Another Local-o-Meter’s up (see previous post), and now it’s on to the content of the Whitewater Register, our weekly newspaper of record.
Lede Story. The above-the-fold story is the paper’s the announcement (made last Thursday) that Dr. Suzanne Zentner will be the new WUSD District Administrator. There’s no interview with Zentner, and even the quote from WUSD Board President Chuck Nass seems to be from a press release. Being a weekly means that some stories will be stale by the time they appear in print.
One way to keep a weekly fresh is with original interviewing, asking questions that offer new information from politicains, bureaucrats, and school officials. The Register doesn’t do that here, but I don’t know why. There was surely time to do so…
(There’s also a local story, in color and offering local color, about a husband-and-wife performance comedy team. It’s a good thing to have stories like this, as part of a mix of topics.)
Council Appointments. Below-the-fold, there’s a story on Council’s upcoming (April 21st meeting), with emphasis on appointment of Council representatives to boards and commissions. The meeting has, as of today, a packed agenda, with a proposed nuisance ordinance, among other issues, to be considered.
There are good stories inside — on Relay for Life, a local church’s new officers, a local production of Macbeth, and on a soldier who completed a commemoration of the Bataan Death March, in honor of those who served then and there.
Aside from a depressing parade of out-of-town merchants (how many of you run out to Waterford, regularly?), the Register has a bigger problem.
What the Register lacks, and what Whitewater does, too, is any sense of play, contradiction, or irony. There’s a feeling and manner of expression here that approaches a party publication, where everything is sanitized, presented ever-so-carefully.
One needs to be earnest, and positive, oh-so-positive, ‘constructive,’ ‘appropriate,’ etc., in discussing life here. It’s supposed to be the ‘professional’ way to be.

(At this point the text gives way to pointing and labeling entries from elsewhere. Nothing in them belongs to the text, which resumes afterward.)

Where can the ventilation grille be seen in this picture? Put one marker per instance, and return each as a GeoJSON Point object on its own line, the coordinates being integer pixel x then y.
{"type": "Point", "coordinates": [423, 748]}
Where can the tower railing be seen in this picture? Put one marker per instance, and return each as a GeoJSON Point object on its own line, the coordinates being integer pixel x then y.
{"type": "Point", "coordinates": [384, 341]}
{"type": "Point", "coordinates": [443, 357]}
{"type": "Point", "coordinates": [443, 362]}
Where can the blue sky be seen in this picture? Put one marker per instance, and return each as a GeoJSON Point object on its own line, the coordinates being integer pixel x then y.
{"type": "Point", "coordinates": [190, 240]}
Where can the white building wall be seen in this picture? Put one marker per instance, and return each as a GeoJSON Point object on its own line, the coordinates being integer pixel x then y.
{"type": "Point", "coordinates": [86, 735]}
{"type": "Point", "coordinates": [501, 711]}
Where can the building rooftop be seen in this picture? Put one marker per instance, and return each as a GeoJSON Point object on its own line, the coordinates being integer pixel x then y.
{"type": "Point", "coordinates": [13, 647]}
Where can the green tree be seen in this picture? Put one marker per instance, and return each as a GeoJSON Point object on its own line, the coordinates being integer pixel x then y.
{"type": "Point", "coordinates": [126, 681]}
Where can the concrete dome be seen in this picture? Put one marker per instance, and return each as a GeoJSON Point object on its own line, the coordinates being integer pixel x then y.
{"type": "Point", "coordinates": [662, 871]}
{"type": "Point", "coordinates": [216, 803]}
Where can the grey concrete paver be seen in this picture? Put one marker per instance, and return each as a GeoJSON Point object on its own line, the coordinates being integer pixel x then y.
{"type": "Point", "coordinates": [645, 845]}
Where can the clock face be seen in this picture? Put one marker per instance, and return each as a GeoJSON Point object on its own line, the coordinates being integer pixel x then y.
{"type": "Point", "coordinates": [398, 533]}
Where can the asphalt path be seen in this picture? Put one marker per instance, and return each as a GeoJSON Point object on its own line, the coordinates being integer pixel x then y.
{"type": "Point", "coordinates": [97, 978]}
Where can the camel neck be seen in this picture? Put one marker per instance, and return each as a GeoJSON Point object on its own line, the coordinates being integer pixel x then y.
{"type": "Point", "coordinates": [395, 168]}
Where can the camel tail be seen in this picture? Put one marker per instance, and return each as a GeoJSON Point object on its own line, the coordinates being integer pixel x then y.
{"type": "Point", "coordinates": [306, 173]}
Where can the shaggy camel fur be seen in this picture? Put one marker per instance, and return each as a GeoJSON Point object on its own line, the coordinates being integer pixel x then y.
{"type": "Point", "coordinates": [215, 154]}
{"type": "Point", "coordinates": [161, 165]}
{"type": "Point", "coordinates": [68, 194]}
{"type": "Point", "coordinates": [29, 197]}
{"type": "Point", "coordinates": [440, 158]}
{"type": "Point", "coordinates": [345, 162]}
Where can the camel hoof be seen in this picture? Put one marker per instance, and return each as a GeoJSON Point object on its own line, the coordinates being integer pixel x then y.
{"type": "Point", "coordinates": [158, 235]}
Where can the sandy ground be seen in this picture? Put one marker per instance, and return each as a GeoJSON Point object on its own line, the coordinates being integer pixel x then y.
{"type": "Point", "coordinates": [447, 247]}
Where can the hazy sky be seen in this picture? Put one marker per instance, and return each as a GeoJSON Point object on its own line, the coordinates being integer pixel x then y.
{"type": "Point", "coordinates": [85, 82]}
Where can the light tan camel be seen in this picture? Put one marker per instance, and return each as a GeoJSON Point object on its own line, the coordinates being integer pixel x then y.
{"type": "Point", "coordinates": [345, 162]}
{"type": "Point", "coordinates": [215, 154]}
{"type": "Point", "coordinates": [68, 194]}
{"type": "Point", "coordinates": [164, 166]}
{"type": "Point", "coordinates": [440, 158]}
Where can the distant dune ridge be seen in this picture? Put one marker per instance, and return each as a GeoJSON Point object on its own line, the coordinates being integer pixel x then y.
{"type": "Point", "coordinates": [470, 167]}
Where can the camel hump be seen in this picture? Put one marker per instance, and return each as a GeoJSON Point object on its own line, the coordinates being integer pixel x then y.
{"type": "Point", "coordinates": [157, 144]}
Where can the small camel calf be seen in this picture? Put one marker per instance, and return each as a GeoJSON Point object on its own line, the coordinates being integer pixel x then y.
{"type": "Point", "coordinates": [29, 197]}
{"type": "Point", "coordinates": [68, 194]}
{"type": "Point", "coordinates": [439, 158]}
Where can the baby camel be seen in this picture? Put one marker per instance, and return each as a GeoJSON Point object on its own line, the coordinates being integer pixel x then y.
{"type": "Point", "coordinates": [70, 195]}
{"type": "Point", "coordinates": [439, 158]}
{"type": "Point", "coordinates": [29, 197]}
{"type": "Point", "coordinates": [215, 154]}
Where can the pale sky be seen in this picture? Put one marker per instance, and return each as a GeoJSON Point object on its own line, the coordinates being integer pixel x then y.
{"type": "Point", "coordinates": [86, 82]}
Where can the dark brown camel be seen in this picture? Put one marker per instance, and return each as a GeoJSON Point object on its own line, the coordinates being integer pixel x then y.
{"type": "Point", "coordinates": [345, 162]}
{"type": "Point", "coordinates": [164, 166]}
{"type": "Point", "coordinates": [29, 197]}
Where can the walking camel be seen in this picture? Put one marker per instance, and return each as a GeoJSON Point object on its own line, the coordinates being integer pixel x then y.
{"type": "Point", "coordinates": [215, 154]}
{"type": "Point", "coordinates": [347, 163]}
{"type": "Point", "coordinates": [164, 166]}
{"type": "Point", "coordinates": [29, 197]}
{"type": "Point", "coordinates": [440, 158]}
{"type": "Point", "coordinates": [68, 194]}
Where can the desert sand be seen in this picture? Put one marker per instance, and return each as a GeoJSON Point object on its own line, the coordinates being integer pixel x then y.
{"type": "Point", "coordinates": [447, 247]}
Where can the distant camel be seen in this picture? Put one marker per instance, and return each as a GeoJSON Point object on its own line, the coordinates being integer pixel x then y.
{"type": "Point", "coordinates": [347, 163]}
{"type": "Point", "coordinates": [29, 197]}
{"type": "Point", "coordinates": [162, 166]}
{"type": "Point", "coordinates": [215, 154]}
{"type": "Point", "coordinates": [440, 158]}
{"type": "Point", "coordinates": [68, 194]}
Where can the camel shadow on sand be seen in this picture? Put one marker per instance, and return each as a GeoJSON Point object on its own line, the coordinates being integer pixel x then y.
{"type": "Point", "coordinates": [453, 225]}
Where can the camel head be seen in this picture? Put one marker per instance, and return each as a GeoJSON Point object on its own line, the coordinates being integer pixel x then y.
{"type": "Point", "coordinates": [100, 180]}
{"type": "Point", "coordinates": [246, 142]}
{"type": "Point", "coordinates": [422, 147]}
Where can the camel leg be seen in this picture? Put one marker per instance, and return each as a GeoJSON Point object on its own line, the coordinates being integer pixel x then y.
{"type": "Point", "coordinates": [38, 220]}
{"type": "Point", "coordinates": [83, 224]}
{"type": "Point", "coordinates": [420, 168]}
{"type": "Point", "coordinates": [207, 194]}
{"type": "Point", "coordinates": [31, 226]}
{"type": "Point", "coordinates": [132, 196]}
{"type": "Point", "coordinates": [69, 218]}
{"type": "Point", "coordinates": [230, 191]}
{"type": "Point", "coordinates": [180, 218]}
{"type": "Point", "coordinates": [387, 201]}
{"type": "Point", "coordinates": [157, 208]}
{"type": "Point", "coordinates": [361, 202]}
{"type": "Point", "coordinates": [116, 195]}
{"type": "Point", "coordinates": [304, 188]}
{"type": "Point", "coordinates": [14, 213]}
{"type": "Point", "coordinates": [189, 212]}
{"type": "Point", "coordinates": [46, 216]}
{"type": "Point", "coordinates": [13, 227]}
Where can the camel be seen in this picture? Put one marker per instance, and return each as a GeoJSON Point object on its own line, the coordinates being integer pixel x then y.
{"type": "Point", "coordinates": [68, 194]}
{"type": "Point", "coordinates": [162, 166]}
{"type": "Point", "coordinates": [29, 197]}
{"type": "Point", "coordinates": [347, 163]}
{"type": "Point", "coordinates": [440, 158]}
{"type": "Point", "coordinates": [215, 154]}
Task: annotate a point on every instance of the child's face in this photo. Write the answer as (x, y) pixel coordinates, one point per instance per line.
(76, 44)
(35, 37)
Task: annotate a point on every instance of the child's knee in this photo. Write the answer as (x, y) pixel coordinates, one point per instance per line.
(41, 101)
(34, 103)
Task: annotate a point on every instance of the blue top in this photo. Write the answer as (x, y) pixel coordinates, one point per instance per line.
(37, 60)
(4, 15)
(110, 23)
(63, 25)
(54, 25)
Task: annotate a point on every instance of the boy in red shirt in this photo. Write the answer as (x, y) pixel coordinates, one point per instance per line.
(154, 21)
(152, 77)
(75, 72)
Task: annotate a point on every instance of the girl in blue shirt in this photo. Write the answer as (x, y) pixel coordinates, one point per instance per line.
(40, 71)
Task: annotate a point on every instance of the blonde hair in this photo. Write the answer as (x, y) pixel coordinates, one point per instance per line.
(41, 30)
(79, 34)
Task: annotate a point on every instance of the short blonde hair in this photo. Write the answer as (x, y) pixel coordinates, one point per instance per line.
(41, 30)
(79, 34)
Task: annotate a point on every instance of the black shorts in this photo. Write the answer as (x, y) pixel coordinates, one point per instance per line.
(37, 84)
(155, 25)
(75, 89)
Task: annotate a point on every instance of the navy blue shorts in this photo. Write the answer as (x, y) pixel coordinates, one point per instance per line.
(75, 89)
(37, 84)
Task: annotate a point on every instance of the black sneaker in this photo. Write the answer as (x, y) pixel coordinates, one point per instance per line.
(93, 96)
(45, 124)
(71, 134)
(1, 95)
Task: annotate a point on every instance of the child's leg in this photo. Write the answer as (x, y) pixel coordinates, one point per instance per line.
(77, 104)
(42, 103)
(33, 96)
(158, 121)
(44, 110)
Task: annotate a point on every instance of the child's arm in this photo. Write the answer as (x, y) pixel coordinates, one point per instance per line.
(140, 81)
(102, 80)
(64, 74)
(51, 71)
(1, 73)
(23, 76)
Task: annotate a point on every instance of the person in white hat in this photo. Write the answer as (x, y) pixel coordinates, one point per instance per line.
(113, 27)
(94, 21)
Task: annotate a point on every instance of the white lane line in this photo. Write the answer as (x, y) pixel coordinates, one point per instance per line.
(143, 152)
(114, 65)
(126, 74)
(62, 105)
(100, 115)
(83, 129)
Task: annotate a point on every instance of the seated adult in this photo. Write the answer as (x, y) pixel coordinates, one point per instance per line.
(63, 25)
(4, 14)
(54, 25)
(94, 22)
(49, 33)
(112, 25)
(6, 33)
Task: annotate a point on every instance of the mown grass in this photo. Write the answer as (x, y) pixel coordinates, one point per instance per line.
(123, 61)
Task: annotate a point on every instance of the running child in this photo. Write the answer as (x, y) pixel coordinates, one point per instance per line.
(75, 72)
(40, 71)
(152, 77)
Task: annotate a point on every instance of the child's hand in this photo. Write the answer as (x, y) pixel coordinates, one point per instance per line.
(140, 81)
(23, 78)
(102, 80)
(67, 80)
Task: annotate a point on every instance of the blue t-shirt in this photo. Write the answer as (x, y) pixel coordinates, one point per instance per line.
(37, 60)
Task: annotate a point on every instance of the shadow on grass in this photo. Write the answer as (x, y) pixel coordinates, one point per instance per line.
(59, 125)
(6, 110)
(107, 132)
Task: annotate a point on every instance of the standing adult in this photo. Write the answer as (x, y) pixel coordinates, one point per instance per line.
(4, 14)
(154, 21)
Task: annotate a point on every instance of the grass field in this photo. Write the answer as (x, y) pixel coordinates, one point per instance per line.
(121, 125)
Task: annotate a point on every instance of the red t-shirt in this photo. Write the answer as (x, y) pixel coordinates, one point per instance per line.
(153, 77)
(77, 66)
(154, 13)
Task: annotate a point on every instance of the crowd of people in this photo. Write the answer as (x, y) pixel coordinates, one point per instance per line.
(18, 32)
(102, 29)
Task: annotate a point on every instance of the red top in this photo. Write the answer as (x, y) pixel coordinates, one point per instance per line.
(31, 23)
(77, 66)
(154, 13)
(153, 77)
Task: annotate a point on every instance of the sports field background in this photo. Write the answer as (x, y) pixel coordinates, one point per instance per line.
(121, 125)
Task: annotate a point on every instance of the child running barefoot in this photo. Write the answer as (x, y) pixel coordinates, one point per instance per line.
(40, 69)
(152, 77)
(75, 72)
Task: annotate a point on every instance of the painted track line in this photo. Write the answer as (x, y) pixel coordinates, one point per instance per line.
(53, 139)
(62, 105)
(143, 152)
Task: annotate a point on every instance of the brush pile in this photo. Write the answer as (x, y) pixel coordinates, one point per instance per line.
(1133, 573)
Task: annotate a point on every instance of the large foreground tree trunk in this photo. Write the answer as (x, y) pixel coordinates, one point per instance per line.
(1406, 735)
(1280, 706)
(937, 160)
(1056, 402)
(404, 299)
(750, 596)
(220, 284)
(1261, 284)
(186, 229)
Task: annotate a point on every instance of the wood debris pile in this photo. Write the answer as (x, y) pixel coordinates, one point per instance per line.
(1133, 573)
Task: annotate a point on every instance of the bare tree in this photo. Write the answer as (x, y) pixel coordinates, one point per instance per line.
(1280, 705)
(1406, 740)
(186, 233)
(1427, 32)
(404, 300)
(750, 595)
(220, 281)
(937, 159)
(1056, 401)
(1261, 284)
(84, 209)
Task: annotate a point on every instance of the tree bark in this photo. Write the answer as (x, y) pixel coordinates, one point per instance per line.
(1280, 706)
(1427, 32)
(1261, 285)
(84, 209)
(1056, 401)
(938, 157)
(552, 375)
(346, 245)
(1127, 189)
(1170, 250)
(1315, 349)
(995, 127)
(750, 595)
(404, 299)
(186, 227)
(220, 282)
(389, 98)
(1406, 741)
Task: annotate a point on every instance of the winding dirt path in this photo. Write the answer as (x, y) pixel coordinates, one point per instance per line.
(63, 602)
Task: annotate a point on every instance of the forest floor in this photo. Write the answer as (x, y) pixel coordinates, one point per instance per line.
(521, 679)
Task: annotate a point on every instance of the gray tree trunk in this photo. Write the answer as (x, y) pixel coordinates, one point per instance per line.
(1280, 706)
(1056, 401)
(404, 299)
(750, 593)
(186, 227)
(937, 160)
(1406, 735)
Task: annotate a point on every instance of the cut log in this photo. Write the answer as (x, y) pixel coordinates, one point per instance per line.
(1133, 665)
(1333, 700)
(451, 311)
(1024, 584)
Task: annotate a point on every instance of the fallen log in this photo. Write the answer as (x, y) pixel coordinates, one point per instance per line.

No, it’s not. It’s a false seriousness. If anything, there’s a fussiness, a prissiness, about describing life this way, so dull and antisceptic and forgettable. A modern day Victorianism, so earnest and empty, both.
One has to look closely for clues to what a dull, commonplace description might obscure, just beneath the surface. When a reporter, or a press release, mentions a certain provision of law, or contract, does it hint to somthing more? Sometimes yes, sometimes no. In this environment, an oblique reference is the most some people think to manage.
It’s absurd to live this way, in the freest, greatest society in human history. All these freedoms to speak and write, and one’s worried about speech, mere speech?